Tips for Getting Noticed (by Automated Search Engines)
- Make sure you have descriptive text containing key words on your home page;
- Try to use key words in the title;
- Use important key words early on in the document;
- Always use ALT text for images;
- Make sure you have used as many potential key words as possible;
- Submit all your key pages individually;
- Make sure all important pages are linked from the home page;
- Resubmit regularly;
- Use META tags, especially when descriptive text is limited for some reason.
What do they do?
- They can be used to control the summary generated from your page by some (alta vista, HotBot, InfoSeek) search engines;
- They help provide key words if your page lacks text for some reason - e.g. when a frameset is being specified or there is extensive use of graphics;
- Can improve relevancy but they do not guarantee that your page will appear higher in the list of results.
What do they look like?
<HTML>
<HEAD>
<TITLE>Search Engines - An Evaluation</TITLE>
<META NAME="DESCRIPTION" CONTENT="Information Resources Discovery on the World Wide Web: An Evaluation of Tools and Methodologies">
<META NAME="KEYWORDS" CONTENT="search engines, classified directories, meta search engines, subject specific gateways, indexing, boolean syntax">
</HEAD>
<BODY>
....
</BODY>
</HTML>
It is thought that the architecture of WWLib-TNG will resemble the following diagram (but this is an early sketch):
There are essentially six components:
- A Spider that automatically retrieves documents from the Web;
- An Archiver that receives Web pages from the Spider, stores a local copy, assigns to it a unique accession number and generates a new metadata file.

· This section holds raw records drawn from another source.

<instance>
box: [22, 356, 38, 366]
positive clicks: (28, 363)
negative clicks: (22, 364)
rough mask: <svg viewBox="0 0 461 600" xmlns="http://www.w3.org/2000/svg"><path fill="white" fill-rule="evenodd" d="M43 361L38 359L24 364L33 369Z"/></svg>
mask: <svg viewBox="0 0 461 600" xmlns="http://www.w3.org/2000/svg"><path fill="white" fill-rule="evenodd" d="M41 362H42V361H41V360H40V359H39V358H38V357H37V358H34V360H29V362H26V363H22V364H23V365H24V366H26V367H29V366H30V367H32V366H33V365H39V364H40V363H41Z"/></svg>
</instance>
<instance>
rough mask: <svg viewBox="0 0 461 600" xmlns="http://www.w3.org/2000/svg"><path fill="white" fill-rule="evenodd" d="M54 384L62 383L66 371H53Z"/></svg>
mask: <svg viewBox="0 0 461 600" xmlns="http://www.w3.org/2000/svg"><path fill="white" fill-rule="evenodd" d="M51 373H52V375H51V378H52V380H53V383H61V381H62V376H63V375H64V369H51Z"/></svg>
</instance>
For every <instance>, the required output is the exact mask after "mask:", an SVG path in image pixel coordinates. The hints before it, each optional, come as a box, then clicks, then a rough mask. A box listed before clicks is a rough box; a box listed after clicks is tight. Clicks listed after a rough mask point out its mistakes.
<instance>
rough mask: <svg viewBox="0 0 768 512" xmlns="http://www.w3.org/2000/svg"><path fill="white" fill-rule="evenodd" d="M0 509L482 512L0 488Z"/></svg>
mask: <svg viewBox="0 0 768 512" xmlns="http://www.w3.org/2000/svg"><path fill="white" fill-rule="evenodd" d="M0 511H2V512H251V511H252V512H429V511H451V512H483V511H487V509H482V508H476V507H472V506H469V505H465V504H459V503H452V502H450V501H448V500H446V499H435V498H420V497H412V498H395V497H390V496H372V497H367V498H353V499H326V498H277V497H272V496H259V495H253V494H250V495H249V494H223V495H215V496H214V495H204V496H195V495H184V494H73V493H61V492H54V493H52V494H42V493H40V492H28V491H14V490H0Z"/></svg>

It also distributes local copies to the Extractor, Classifier and Builder and adds subsequent metadata generated by the Classifier and the Builder to the assigned metadata file;
- An Extractor that analyses pages provided by the Archiver for embedded hyperlinks to other documents. If found, URLs are passed to the Archiver where they are evaluated to check that they are pointing to locations in the UK, before being passed to the Spider;
- A Classifier that analyses pages provided by the Archiver and generates DDC classmarks;
- A Builder that analyses pages provided by the Archiver and outputs metadata which is stored by the Archiver in the document's metadata file and is also used to build the index database that will be used to quickly associate keywords with document accession numbers;
- A Searcher that accepts query strings from the user and uses them to interrogate the index database built by the Builder. It then uses the resulting accession numbers to retrieve the appropriate metadata and local document copies and then uses all this information to generate detailed results, ranked according to relevance to the original query.